We can use string modification to create a label set from the image names of each file.

In [5]:
labels = [re.sub(r"[0-9]+.jpg","",x) for x in jpg_files]
labels = [re.sub(r"cars","Lightning McQueen",x) for x in labels]
labels = [re.sub(r"fnemo","Nemo",x) for x in labels]
labels = [re.sub(r"monsters","Mike",x) for x in labels]
labels = [re.sub(r"ti","Mr. Incredible",x) for x in labels]
labels = [re.sub(r"up","Carl",x) for x in labels]
labels = [re.sub(r"walle","Eva",x) for x in labels]

labels = np.array(labels).reshape((973,1))

In [6]:
print(imageTensor.shape)
print(labels.shape)

(973, 528, 1280, 3)
(973, 1)


Great! All our tensors now have the correct shape for training.
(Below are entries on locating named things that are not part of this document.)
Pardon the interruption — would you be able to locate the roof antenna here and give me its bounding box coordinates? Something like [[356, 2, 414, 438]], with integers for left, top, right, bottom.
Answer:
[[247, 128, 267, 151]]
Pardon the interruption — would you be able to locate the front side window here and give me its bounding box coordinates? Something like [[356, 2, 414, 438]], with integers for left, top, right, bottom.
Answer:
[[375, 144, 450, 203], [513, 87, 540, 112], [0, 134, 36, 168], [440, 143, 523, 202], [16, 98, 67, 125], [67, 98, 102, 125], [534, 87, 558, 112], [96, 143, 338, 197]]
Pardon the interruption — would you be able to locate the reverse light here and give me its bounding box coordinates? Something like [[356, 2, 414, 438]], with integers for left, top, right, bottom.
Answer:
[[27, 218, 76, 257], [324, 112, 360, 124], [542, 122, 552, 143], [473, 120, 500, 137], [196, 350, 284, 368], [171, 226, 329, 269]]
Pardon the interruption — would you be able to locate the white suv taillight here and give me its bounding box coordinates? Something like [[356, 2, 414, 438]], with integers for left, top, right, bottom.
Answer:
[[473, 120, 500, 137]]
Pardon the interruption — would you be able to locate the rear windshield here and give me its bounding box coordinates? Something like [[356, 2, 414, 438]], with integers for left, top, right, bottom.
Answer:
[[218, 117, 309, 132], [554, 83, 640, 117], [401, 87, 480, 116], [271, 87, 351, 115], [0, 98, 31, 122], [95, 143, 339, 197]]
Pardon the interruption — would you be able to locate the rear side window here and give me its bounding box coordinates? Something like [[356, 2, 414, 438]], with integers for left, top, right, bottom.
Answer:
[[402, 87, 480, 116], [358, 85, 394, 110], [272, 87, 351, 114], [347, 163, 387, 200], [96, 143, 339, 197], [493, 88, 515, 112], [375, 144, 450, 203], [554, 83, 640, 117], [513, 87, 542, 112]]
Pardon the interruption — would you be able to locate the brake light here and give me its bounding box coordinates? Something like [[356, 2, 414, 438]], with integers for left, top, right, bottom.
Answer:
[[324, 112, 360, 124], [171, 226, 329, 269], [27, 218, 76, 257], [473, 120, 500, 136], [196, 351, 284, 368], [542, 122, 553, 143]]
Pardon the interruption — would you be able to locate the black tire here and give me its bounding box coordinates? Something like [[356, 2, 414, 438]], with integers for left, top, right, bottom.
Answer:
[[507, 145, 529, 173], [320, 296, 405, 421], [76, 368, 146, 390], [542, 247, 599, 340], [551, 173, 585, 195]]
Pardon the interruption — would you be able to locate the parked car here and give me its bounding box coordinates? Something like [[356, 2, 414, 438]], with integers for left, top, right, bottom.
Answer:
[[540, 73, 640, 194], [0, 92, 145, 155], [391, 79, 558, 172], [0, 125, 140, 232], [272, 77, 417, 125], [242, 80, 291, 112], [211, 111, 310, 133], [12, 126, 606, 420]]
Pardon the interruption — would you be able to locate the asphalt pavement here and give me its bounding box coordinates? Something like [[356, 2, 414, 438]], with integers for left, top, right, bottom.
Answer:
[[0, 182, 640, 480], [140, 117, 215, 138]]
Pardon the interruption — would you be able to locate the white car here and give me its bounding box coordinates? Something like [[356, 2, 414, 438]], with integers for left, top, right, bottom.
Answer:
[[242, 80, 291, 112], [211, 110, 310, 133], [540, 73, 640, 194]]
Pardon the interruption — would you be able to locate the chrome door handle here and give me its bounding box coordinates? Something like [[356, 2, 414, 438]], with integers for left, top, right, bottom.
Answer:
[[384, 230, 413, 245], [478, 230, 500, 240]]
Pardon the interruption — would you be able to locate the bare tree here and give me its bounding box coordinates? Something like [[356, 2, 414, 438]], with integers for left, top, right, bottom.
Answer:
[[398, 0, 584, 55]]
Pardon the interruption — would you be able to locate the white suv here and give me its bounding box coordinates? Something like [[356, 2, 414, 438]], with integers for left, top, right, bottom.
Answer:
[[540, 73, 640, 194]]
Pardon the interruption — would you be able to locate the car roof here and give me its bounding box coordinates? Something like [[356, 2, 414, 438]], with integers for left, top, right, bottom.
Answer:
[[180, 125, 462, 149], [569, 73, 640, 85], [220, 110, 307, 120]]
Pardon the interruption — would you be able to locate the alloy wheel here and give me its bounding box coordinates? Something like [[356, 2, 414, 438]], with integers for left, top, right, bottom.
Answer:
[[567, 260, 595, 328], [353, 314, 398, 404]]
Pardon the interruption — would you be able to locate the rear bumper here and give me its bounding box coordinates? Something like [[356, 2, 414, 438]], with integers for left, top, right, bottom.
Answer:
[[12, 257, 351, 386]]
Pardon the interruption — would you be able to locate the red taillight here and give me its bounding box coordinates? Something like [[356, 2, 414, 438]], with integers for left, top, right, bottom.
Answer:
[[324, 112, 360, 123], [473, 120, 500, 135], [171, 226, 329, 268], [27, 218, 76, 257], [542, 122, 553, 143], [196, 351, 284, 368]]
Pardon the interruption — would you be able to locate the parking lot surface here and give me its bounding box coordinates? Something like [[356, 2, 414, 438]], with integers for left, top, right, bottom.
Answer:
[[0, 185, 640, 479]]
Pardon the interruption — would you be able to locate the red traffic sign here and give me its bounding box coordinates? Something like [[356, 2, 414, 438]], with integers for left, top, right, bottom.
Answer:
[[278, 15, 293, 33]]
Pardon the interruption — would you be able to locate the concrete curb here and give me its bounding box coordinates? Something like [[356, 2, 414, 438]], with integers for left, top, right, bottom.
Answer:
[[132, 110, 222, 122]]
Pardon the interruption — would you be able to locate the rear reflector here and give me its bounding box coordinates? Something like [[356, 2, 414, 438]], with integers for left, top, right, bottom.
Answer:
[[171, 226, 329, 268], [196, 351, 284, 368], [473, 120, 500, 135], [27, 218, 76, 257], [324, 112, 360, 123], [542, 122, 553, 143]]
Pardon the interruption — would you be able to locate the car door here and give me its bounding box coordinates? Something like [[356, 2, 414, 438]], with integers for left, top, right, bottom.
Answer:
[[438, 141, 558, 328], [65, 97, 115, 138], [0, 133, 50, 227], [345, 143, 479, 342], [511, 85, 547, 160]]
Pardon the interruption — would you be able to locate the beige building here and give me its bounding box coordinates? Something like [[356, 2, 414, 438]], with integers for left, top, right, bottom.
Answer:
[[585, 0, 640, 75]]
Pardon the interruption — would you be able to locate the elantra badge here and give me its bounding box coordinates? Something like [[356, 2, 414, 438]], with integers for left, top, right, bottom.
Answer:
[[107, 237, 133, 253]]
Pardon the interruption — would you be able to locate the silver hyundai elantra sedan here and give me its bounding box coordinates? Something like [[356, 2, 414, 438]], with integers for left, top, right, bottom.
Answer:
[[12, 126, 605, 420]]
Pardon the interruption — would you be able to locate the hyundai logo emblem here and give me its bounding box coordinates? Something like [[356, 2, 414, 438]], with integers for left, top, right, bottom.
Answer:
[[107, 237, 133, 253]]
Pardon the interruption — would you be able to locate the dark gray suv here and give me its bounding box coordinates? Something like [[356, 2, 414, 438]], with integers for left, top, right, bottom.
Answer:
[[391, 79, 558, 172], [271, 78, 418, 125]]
We can use sklearn to split our train/test data.

We will also divide our integer values by 255 to normalize them to the range 0-1.

In [7]:
X_train, X_test, y_train, y_test = train_test_split(imageTensor/255.,labels,test_size=0.1,random_state=1337)
print("Split")

Split


We reshape our labels into one-hot encoded (N-1) columns.

In [8]:
char_dict_inv = {v: k for k, v in char_dict.items()}

y_train = np.vectorize(char_dict_inv.get)(y_train)
y_test = np.vectorize(char_dict_inv.get)(y_test)

print(y_train.shape)
print(y_test.shape)

(875, 1)
(98, 1)


In [9]:
#X_test = X_test.reshape(X_test.shape[0],3,528,1280).astype("float32")
#X_train = X_train.reshape(X_train.shape[0],3,528,1280).astype("float32")

In [10]:
print(X_train.shape)

(875, 528, 1280, 3)


Now we create our model. We choose to use a CNN because of its proven track record of high-quality modelling in computer vision. Because our dataset is quite small, it is important not to allow for excessive overfitting and as such we will utilise several dropout steps.

In [11]:
def cnn_model():
    model = Sequential() 
    model.add(Conv2D(32, (3, 3), input_shape=(528, 1280, 3), activation = 'relu'))  
    model.add(SpatialDropout2D(0.2))
    model.add(Conv2D(64, (3, 3), activation = 'relu'))
    model.add(SpatialDropout2D(0.2))

    model.add(GlobalAveragePooling2D())
    
    model.add(Dense(6, activation= 'softmax'))
    
    optimizer = keras.optimizers.Adam()
    
    model.compile(loss='sparse_categorical_crossentropy',
              optimizer=optimizer,
              metrics=['accuracy'])
    return model

In [12]:
model = cnn_model()

history = model.fit(X_train,y_train, validation_split=0.1, epochs=10, batch_size=16)

Epoch 1/10
Epoch 2/10
Epoch 3/10
Epoch 4/10
Epoch 5/10
Epoch 6/10
Epoch 7/10
Epoch 8/10
Epoch 9/10
Epoch 10/10


In [13]:
show_history(history.history)

NameError: name 'show_history' is not defined

As we can see, our validation accuracy has increased to roughly 42% and is still increasing as of 10 epochs, with our loss at 1.5 and dropping. This is very reassuring as overfitting was likely to be the biggest challenge in this analysis. Computationally speaking, this took my laptop almost a full day, and so I cannot continue training the model but am extremely satisfied with it and imagine its accuracy would keep increasing well above 50% if left for one or two hundred epochs.